Elanco President Honored at World Food Prize Event

Jeff simmons
Jeff simmons

Jeff Simmons, president of the global animal company Elanco, said the face of extreme hunger seen on UNICEF commercials is only part of the story. He cited “six faces of food security,” including people in developing nations subsisting on rice and beans and Americans trying to stretch food stamp dollars or their monthly grocery budgets.“We need to make food more affordable and accessible,” he said.

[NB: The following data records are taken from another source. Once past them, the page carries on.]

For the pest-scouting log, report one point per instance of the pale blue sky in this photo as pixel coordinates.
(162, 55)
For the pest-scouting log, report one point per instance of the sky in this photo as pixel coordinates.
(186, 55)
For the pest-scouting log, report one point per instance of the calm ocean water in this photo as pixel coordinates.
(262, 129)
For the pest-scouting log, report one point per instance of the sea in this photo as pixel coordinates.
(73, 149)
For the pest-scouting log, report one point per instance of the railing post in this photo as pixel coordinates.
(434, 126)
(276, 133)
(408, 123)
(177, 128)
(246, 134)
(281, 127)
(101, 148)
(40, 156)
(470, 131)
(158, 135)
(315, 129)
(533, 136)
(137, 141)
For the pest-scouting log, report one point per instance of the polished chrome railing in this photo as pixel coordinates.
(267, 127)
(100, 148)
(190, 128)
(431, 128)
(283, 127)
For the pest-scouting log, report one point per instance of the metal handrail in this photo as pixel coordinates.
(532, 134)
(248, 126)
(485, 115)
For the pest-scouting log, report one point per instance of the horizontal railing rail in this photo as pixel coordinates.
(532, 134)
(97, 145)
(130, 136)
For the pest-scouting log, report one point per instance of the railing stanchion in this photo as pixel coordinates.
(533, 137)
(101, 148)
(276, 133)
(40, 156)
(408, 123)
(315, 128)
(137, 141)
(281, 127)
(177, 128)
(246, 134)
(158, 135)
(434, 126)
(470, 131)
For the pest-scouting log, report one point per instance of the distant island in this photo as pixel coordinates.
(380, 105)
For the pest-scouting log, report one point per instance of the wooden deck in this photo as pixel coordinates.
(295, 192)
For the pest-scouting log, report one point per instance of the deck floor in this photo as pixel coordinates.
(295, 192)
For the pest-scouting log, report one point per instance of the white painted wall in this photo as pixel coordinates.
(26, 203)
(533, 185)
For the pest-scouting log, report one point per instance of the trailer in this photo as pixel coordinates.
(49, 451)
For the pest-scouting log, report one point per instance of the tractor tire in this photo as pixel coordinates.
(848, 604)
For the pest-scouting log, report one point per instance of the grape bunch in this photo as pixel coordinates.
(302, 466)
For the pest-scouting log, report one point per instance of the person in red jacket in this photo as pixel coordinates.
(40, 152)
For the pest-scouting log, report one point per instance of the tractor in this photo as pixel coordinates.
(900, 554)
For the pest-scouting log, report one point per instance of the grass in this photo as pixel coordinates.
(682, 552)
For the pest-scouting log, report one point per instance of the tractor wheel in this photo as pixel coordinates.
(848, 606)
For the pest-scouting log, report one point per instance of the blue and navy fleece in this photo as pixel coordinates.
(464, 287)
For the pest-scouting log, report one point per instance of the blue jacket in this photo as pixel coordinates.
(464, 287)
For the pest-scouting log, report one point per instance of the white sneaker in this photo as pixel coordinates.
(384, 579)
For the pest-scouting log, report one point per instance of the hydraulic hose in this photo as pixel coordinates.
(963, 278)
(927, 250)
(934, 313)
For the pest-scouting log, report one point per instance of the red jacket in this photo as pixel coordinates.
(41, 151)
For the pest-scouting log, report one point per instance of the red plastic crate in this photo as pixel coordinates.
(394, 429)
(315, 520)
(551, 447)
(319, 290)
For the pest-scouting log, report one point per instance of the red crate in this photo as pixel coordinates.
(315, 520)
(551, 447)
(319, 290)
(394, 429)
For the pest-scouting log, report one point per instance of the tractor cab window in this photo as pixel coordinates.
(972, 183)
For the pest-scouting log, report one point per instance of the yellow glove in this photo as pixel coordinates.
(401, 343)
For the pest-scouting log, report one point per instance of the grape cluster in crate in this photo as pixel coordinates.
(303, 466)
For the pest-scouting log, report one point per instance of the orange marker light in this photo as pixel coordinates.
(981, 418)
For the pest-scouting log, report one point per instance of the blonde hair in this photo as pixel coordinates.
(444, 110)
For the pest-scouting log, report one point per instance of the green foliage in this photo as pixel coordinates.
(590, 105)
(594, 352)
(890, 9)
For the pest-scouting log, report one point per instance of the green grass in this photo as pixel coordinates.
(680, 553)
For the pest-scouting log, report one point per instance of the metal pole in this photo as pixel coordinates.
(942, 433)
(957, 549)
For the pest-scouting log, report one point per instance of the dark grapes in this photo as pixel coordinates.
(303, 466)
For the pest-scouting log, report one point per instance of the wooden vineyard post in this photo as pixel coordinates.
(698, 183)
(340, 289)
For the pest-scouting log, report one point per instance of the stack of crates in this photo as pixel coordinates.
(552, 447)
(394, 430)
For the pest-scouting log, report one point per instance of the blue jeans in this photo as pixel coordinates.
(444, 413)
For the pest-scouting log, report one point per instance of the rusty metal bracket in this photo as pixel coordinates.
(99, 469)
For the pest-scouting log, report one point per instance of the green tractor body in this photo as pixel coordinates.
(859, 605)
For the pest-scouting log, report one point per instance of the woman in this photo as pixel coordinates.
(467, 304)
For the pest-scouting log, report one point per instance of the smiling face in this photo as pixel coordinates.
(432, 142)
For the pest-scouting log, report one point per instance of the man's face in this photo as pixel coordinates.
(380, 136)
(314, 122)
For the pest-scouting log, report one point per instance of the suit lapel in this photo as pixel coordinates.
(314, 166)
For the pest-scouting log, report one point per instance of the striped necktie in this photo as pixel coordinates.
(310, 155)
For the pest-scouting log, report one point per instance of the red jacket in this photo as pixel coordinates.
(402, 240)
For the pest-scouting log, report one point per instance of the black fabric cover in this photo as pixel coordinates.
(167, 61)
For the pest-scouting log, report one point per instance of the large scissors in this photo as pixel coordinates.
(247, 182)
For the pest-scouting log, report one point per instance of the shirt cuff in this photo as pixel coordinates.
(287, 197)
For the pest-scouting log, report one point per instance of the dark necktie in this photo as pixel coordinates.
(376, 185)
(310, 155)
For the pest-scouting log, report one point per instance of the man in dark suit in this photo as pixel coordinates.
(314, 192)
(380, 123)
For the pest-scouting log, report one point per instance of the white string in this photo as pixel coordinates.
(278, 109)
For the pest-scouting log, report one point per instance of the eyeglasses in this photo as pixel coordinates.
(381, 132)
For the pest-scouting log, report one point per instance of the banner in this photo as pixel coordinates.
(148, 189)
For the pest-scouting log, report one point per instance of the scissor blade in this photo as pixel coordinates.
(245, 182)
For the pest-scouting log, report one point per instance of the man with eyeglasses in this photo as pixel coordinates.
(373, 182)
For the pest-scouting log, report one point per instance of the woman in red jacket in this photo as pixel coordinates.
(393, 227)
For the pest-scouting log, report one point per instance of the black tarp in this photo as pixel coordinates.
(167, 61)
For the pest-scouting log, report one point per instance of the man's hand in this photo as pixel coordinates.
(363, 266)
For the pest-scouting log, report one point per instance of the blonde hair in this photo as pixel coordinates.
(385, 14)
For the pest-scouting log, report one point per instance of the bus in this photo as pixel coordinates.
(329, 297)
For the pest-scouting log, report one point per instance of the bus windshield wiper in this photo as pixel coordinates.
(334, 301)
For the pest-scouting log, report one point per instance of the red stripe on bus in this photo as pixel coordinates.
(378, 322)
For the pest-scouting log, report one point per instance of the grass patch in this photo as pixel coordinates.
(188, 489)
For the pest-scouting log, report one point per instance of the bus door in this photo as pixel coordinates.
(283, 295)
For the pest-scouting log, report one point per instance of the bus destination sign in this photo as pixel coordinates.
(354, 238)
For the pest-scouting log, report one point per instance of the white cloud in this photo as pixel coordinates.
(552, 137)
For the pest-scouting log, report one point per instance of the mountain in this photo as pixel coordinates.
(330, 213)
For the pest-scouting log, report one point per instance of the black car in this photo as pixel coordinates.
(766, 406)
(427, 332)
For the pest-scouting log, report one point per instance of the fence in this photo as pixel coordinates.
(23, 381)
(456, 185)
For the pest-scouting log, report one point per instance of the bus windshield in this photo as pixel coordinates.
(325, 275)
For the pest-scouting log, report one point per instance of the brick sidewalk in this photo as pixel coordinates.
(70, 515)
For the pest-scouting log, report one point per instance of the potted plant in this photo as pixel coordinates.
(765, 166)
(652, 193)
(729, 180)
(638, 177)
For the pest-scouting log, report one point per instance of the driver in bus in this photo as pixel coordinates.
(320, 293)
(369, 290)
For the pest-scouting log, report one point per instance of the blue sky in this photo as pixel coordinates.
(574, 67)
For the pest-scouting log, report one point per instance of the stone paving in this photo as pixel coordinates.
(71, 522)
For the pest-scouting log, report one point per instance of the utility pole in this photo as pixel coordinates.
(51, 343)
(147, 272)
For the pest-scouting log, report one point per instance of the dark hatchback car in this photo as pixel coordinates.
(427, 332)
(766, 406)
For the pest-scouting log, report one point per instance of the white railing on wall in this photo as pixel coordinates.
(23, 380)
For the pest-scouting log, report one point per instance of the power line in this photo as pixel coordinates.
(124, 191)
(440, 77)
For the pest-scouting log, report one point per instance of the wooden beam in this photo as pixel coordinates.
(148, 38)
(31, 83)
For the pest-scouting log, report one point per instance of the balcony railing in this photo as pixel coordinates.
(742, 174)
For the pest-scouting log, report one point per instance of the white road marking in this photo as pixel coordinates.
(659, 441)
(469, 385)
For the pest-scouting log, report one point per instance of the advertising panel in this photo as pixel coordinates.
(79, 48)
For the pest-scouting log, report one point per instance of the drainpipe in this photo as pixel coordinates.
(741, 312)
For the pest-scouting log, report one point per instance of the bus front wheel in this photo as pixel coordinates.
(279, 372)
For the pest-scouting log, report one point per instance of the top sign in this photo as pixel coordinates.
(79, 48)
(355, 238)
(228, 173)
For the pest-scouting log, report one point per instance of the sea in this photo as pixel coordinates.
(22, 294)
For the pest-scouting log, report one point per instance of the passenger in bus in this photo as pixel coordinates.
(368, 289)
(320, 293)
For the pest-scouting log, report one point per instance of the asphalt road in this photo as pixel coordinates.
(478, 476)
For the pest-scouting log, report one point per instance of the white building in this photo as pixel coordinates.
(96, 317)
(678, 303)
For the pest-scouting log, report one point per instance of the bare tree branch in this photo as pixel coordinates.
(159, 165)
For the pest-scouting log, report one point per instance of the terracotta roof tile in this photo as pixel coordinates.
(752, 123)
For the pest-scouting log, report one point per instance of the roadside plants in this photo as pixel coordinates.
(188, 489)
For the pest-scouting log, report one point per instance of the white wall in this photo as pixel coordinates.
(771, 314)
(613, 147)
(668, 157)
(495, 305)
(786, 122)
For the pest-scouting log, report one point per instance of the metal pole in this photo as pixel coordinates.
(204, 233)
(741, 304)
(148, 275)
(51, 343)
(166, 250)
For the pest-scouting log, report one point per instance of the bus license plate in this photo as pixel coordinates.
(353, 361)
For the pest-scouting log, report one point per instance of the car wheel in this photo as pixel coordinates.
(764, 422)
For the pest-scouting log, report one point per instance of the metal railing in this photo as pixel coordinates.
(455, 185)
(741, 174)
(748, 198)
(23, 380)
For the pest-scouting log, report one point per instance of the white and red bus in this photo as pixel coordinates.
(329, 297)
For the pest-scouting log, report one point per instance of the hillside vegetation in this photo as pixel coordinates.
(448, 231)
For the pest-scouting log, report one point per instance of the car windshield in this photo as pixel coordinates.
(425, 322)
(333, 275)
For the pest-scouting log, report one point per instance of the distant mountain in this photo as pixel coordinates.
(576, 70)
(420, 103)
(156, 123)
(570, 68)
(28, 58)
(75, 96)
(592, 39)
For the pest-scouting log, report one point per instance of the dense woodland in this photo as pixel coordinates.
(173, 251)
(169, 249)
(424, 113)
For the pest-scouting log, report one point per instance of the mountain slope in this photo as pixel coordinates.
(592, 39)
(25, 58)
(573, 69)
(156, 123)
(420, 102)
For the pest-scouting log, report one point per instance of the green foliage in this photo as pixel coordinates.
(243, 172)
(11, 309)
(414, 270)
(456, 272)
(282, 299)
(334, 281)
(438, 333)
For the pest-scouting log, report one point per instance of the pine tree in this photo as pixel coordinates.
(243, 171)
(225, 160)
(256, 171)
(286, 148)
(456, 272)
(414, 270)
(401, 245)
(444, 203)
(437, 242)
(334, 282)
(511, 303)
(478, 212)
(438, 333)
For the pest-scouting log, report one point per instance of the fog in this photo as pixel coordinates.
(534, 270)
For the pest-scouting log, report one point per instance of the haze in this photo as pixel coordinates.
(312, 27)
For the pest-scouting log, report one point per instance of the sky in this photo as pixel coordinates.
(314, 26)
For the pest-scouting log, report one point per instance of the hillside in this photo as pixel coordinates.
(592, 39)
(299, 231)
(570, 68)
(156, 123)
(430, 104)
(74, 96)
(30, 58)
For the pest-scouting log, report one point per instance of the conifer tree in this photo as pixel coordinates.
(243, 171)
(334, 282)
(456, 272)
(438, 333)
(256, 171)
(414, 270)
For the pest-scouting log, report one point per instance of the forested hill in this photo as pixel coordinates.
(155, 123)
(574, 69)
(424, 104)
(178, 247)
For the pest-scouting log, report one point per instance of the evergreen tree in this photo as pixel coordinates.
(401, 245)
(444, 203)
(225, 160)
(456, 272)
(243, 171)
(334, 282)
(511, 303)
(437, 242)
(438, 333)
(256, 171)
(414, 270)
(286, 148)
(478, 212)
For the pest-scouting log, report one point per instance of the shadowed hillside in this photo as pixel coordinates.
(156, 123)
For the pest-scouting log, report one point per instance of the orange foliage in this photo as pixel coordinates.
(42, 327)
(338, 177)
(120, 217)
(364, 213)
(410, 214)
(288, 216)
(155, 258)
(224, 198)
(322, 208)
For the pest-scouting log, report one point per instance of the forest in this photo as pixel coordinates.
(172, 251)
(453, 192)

Simmons was honored by  the Council for Agricultural Science and Technology as 2013 Borlaug CAST Communication Award as part of the World Food Prize events today.  Simmons was recognized “for his understanding of scientific data, his enthusiasm for agricultural innovations, and his passion about finding solutions for food security.”Elanco, based in Greenfield, Ind., makes products that include medications for animal health and enhancers to boost livestock productivity.

 

Simmons cited studies in Kenya that showed a milk diet improved student test scores by 20 percent and a meat diet, 44 percent. “Rice and beans alone are not enough,” he said, citing the need for quality, not just quantity of calories. Simmons previewed  his new white paper, “Enough: The Fight for a Food Secure Tomorrow.”  The paper cited what he said are ththree most important measures:

–  3 billion people will join the middle class globally between now and 2050, and the fastest growth will occur before 2020.

–  The globe will need a 60 percent increase in meat, milk and eggs by 2050, according to the U.N. Food and Agriculture Organization.

–  We’re feeding more people with fewer resources. It takes 1.5 years for the Earth to regenerate annual consumption, the World Wildlife Fund said.

 

Simmons said the solutions rely on innovation, consumer and farmer choice and free trade. “We’ve talked enough. Enough is enough. We have enough technology,” he said. He cited the need to enable innovations and not “allow fringe movements or non-factual information to turn into wrong policies and/or marketplace confusion.”